[
https://issues.apache.org/jira/browse/CONNECTORS-613?page=com.atlassian.jira.plugin.system.issuetabpanels:comment-tabpanel&focusedCommentId=13556038#comment-13556038
]
Karl Wright commented on CONNECTORS-613:
----------------------------------------
I just took the step of actually seeing what cURL sends in the multipart data.
It looks like it uses the file extension to make a guess about the content type:
{code}
002c: Content-Disposition: form-data; name="myfile"; filename="sjis.tx
006c: t"
0070: Content-Type: text/plain
008a:
=> Send data, 49 bytes (0x31)
0000: This is a sjis text. .........{.....e.L.X.g.....B
=> Send data, 48 bytes (0x30)
0000:
{code}
So the assumption that cURL is not providing a content type is incorrect. When
I rename "sjis.txt" to just plain "sjis", and post that, then I get this:
{code}
002c: Content-Disposition: form-data; name="myfile"; filename="sjis"
006c: Content-Type: application/octet-stream
0094:
=> Send data, 49 bytes (0x31)
0000: This is a sjis text. .........{.....e.L.X.g.....B
=> Send data, 48 bytes (0x30)
0000:
{code}
I'd really love to know whether Tika properly extracts sjis from THAT post.
Abe-san, can you check?
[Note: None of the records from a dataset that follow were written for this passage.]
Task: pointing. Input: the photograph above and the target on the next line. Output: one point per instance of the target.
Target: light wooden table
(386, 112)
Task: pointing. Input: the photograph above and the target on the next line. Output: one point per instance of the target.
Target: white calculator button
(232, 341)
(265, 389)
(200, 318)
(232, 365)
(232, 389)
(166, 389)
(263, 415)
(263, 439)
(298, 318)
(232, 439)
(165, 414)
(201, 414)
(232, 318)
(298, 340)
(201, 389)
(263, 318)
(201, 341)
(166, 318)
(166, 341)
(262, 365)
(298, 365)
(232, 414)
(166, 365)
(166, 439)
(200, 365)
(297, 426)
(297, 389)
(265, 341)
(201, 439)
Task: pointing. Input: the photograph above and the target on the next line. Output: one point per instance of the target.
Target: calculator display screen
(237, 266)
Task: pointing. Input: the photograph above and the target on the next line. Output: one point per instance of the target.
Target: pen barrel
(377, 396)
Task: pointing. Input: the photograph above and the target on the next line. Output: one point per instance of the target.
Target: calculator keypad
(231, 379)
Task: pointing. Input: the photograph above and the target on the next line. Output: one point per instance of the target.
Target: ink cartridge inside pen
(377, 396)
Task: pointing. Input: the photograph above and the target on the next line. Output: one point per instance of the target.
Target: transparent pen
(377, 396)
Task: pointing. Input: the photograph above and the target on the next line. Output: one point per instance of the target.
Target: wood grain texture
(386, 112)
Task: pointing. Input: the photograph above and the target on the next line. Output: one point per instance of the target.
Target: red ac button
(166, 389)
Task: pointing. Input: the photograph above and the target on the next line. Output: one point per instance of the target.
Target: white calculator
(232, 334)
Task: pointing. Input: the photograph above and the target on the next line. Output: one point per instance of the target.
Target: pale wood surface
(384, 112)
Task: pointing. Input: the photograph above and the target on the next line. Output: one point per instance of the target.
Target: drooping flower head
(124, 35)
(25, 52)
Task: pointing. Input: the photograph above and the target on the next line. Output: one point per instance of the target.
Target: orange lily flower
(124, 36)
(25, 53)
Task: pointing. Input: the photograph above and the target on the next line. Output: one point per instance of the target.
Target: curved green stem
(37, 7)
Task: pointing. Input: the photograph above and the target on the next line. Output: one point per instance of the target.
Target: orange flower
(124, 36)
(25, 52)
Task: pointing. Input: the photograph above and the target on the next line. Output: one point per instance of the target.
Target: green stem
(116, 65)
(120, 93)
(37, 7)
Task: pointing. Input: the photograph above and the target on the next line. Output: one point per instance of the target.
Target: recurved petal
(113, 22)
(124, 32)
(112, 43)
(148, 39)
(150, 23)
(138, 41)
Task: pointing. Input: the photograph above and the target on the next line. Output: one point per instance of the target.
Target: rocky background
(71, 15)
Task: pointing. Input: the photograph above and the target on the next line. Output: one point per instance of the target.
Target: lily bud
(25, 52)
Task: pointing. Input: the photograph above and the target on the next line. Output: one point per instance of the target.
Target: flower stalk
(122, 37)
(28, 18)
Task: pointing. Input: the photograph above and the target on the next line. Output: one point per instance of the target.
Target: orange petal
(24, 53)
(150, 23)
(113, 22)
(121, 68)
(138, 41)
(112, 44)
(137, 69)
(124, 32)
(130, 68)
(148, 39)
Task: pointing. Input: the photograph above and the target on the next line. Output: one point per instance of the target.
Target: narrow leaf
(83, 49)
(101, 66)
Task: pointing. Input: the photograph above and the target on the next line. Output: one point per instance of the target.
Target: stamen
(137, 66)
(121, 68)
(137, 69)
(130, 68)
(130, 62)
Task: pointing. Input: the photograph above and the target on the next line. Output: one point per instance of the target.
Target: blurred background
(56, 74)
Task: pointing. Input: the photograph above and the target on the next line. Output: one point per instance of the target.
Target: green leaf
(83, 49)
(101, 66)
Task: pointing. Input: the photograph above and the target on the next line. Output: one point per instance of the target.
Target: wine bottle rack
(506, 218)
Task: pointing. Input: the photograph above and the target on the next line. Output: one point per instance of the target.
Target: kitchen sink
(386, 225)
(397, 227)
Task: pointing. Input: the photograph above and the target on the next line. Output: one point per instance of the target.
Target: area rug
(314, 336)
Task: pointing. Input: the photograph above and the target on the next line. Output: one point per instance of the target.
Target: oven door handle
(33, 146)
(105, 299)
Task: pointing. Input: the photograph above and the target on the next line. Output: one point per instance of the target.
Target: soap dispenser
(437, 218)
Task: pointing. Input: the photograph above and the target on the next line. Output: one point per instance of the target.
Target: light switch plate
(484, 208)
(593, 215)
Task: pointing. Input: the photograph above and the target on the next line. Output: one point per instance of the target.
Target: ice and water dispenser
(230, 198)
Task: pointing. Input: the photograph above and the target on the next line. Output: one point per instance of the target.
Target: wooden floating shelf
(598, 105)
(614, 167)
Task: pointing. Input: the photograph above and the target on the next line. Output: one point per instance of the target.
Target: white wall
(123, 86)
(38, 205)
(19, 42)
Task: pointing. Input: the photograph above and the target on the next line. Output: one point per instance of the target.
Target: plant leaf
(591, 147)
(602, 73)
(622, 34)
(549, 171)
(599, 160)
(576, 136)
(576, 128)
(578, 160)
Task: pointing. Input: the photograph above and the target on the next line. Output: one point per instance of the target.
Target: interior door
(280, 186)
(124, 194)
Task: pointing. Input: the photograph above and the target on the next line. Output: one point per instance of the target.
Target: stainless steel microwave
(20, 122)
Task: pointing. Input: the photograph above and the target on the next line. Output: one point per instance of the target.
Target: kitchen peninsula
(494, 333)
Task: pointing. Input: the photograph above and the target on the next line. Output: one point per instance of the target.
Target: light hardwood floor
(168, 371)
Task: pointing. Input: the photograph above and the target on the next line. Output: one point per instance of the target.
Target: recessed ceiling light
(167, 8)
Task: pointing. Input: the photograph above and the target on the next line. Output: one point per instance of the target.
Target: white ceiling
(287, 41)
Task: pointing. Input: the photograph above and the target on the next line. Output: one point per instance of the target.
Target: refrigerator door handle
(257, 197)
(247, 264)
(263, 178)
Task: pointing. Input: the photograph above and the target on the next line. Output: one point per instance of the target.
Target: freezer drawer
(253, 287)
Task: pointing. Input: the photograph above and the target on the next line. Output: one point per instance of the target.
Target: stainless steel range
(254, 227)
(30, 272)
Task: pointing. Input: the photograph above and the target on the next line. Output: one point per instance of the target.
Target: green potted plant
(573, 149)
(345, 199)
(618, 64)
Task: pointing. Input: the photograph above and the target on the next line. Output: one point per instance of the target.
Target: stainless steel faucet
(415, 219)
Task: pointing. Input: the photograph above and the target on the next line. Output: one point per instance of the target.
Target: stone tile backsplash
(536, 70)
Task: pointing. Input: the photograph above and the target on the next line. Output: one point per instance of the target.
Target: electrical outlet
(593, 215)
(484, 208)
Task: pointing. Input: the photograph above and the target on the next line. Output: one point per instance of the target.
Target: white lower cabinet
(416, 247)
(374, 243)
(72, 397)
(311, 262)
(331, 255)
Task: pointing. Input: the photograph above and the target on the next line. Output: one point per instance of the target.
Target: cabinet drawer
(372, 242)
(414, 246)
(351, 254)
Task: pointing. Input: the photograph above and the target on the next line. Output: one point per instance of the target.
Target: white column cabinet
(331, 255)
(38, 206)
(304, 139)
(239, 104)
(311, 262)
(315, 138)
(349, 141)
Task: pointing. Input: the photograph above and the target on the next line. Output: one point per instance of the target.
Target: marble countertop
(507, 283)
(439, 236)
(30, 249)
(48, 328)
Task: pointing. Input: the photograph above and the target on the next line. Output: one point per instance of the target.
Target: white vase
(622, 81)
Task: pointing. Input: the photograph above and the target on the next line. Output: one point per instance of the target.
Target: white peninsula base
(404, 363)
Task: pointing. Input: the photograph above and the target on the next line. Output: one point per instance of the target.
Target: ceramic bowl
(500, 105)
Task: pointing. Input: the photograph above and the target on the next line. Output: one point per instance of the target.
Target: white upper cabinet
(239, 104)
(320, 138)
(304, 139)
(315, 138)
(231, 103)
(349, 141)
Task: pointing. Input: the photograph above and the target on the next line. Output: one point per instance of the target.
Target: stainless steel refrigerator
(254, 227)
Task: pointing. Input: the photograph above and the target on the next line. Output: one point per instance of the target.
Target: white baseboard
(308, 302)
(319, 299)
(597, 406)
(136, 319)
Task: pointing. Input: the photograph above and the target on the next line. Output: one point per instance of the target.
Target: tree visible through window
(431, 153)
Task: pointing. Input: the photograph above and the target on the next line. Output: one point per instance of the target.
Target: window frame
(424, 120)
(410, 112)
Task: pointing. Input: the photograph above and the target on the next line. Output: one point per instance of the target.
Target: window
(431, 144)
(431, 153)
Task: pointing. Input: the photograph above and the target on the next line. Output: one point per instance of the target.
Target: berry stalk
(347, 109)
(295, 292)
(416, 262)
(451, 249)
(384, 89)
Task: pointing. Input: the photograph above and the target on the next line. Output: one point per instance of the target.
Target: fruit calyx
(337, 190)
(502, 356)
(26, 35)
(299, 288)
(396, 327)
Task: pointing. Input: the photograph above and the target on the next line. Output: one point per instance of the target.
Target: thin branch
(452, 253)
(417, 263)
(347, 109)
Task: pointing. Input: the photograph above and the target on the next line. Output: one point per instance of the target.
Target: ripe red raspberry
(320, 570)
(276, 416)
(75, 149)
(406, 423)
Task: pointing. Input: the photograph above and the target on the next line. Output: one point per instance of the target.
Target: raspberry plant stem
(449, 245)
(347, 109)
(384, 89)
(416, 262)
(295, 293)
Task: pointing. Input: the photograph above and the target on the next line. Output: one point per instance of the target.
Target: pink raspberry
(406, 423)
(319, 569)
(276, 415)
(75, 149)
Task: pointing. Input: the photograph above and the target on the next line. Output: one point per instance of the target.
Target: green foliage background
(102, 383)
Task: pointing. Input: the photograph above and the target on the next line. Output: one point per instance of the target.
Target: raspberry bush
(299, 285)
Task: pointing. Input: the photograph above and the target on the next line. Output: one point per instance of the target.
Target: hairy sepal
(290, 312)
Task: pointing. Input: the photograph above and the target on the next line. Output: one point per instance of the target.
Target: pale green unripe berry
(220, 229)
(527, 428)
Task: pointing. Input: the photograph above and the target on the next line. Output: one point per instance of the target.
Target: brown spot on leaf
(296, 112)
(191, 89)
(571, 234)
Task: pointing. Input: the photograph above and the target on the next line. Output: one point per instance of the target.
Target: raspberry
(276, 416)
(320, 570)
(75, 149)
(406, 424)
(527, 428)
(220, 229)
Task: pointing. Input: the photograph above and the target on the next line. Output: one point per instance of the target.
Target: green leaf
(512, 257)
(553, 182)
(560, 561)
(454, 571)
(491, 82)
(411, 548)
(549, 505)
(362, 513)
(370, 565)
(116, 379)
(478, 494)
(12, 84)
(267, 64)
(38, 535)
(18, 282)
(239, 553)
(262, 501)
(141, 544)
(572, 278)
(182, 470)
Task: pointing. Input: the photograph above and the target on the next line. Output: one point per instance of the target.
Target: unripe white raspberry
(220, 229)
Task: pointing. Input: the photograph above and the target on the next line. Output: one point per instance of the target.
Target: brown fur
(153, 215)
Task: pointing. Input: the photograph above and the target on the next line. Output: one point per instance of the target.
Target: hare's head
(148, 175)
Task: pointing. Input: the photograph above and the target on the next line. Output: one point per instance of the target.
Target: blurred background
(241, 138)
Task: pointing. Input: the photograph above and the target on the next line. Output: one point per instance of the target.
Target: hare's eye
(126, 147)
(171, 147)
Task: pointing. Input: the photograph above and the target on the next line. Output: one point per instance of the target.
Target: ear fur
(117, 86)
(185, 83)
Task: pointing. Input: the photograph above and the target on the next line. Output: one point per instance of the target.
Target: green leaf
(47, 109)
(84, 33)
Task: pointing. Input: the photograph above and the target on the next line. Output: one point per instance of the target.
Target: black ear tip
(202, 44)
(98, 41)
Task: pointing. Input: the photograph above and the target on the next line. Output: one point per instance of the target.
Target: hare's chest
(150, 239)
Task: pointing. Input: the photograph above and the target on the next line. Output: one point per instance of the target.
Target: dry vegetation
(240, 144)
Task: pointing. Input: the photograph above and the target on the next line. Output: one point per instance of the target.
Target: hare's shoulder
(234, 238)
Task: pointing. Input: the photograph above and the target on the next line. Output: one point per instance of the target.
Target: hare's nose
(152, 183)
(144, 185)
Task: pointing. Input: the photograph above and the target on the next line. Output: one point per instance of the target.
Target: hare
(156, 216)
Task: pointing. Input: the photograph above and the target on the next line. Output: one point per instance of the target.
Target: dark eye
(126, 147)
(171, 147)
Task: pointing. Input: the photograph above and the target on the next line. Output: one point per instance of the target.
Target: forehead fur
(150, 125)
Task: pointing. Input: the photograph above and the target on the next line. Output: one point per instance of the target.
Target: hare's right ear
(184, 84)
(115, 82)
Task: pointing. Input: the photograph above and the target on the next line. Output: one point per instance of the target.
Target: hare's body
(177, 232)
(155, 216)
Or better yet, can you tell me how you are seeing
exactly what Tika extracts, and I can check here?
> The content of sjis file can't be extracted
> -------------------------------------------
>
> Key: CONNECTORS-613
> URL: https://issues.apache.org/jira/browse/CONNECTORS-613
> Project: ManifoldCF
> Issue Type: Bug
> Components: File system connector, Lucene/SOLR connector
> Affects Versions: ManifoldCF 1.0.1, ManifoldCF 1.1
> Environment: Solr 4.x (not Solr 3.x)
> Reporter: Shinichiro Abe
> Assignee: Karl Wright
> Fix For: ManifoldCF 1.1
>
> Attachments: files.zip
>
>
> When posting sjis text file by using curl, the content can be extracted.
> {noformat}
> curl "http://localhost:8983/solr/update/extract?literal.id=1&commit=true" -F
> "[email protected]"
> {noformat}
> But when posting this file by File system connector, it can't be extracted.
> it results empty.
> It seems that the content of utf-8 text file can be extracted.
--
This message is automatically generated by JIRA.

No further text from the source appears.